Re: RELENG_7 and HEAD: bge causes system hang

From: Robert Watson <rwatson_at_FreeBSD.org>
Date: Mon, 26 Nov 2007 15:51:07 +0000 (GMT)
On Mon, 26 Nov 2007, Cristian KLEIN wrote:

> Great to hear this problem was solved. I still have one big fat question. 
> Why did the system hang and not allow the kernel debugger show up? I 
> strongly believe that this bug would have been easily spotted suppose KDB 
> would have responded.
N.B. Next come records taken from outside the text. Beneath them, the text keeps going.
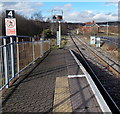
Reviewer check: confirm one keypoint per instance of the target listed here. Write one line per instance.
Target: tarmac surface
(48, 89)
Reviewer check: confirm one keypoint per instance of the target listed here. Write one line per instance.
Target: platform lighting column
(59, 33)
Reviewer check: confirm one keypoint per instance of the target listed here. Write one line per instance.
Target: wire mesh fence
(14, 60)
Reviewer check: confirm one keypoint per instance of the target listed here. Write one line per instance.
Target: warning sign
(10, 24)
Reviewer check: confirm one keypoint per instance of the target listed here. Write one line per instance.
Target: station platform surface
(57, 84)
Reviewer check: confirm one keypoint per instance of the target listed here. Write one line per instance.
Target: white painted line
(75, 76)
(103, 105)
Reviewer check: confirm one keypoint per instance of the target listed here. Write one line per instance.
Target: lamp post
(57, 17)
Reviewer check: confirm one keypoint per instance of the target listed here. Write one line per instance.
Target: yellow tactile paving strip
(62, 101)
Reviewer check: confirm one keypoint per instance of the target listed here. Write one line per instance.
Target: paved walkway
(48, 88)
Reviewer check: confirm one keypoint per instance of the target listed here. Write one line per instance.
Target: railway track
(106, 82)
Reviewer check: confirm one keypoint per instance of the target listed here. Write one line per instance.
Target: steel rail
(110, 68)
(114, 108)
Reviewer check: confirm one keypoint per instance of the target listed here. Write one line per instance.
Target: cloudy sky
(77, 11)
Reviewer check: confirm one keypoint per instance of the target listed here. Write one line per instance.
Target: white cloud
(85, 16)
(24, 8)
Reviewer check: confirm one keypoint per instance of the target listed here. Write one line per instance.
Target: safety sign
(10, 24)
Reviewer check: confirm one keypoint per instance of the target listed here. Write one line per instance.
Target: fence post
(18, 57)
(12, 57)
(33, 41)
(5, 63)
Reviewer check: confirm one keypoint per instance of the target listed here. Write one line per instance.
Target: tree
(37, 16)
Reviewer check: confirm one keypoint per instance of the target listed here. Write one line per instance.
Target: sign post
(92, 40)
(10, 23)
(98, 42)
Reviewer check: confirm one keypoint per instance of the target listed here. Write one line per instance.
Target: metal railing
(17, 53)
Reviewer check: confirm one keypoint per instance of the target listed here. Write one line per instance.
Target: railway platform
(58, 84)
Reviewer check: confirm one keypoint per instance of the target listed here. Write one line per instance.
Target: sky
(73, 11)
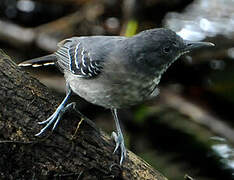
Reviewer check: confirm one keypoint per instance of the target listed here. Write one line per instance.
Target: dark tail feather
(41, 61)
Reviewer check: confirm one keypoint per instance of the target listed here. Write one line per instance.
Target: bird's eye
(175, 44)
(166, 49)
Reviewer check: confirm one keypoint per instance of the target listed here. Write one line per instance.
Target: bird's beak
(191, 45)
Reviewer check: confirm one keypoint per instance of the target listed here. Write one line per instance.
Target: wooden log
(24, 101)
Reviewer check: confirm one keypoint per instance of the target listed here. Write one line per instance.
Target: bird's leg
(119, 140)
(56, 116)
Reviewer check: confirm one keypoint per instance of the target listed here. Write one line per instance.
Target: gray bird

Is it perhaps possible to "harden" KDB, so that such 
> issues are easier to find and fix in future?

I don't know the details of this particular situation, but I can speak to at 
least one known issue in DDB: right now, getting into DDB from a serial 
console is a very quick and straight forward path, requiring only the delivery 
of the serial interrupt and execution of its fast handler.  The regular video 
console keypresses take a much more circuitous route, as syscons isn't MPSAFE, 
so include the scheduling of an ithread and acquisition of Giant.  As such, 
I've found breaking into the debugger much easier from a serial console for 
several years.  As Giant has been pushed off larger and larger parts of the 
kernel, the syscons break path has gotten a lot more reliable.  There will 
always be certain cases where a console break (serial or video) will not work, 
and those include cases where interrupts are disabled on all CPUs (such as if 
spinlocks are held on all CPUs, perhaps due to one being leaked and then a 
cascading deadline).  In that situation, there's nothing like a nice NMI 
button or IPMI NMI to get into the debugger :-).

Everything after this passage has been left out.